Personal information
- Nationality: Australia
- Born: 17 December 2000 (age 25)

Sport
- Disability class: 1.0
- Club: Perth Wheelcats

Medal record
World Championship
| Gold medal – first place | 2026 Ottawa | Team |

= Frank Pinder =

Australian basketball player

Frank Pinder (born 17 December 2000) is a 1.0 point wheelchair basketball player from Australia. He was a member of the Rollers at the 2024 Paris Paralympics.

== Early life ==
Pinder was born on 17 December 2000. He broke his back at the age of fifteen.
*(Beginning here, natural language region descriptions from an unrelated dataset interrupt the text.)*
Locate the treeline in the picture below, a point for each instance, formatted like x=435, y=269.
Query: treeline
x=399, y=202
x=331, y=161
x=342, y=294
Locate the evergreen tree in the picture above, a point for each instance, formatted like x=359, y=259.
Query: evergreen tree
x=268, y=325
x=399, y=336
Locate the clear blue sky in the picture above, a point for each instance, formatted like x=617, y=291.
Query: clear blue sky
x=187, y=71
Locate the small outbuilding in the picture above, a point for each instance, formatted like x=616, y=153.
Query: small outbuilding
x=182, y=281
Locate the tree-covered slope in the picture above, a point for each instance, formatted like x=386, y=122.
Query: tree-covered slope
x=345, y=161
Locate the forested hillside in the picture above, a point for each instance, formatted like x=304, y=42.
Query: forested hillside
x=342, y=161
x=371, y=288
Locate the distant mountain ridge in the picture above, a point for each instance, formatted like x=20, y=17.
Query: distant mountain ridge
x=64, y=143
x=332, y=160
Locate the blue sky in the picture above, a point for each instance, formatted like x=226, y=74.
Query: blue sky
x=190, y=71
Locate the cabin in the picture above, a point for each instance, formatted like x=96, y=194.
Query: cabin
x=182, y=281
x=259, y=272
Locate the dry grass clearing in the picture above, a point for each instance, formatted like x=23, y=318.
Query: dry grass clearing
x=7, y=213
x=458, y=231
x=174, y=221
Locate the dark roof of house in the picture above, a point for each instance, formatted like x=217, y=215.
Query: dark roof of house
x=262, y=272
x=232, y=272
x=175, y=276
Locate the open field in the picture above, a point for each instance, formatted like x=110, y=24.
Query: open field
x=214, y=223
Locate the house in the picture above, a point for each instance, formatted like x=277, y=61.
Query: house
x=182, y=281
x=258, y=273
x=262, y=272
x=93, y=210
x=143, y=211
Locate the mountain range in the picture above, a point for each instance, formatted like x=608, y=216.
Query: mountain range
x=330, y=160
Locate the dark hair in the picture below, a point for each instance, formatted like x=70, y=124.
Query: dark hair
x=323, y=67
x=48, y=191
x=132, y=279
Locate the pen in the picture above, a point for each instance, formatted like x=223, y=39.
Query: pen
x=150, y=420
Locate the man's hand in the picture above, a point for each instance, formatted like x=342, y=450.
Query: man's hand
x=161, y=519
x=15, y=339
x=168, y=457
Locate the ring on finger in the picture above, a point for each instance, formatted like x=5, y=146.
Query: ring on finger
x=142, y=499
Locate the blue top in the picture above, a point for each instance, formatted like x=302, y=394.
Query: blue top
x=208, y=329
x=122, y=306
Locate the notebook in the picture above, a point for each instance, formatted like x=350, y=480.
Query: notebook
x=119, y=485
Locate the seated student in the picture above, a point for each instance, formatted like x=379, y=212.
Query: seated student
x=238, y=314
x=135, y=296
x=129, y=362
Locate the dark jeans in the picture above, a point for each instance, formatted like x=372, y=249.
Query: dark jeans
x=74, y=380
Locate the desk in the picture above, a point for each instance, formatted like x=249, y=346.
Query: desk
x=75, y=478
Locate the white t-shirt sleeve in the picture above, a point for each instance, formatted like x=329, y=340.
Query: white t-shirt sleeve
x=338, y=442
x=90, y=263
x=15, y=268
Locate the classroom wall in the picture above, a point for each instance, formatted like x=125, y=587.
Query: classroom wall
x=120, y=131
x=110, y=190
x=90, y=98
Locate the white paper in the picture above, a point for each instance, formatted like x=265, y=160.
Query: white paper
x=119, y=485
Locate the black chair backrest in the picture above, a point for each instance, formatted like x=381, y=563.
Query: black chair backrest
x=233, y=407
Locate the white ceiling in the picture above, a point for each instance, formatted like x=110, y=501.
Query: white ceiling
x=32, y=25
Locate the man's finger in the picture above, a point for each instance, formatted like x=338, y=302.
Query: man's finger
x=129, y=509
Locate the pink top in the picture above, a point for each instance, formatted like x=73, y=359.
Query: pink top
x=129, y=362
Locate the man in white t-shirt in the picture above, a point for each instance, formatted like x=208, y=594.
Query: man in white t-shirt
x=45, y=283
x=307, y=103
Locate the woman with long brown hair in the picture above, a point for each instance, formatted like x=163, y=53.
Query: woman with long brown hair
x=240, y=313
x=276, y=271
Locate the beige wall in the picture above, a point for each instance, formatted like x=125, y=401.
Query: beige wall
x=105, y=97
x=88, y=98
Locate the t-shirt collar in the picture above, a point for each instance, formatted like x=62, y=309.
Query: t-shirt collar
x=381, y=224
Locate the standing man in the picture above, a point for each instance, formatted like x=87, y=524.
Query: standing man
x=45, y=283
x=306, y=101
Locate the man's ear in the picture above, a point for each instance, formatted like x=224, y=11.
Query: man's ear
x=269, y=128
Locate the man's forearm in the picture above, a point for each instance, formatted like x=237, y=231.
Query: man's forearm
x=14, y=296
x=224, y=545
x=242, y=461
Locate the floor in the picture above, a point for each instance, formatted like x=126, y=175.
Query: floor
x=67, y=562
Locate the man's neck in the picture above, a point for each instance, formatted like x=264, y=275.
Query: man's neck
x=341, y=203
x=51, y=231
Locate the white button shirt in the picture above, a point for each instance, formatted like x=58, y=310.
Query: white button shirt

Pinder has a digital art qualification and in 2024 works for Innogreen Technologies – a Perth business offering affordable smart accessible technology solutions.

== Basketball career ==
He took up wheelchair basketball after his accident. He made his Rollers team debut at the 2022 Wheelchair Basketball World Championships  in Dubai where they finished seventh. He was a member of the Rollers team at the 2024 IWBF Asia-Oceania Championships in Thailand, where they won the gold medal and qualified for 2024 Summer Paralympics.

At the 2024 Paris Paralympics, he was a member of the Rollers that finished fifth with a win/loss record of 4-4. He was a member of the Rollers that defeated Italy 81 - 57 to win the gold medal at the 2026 Wheelchair Basketball World Championships in Ottawa, Canada. He was selected in the tournament's All-Star Five.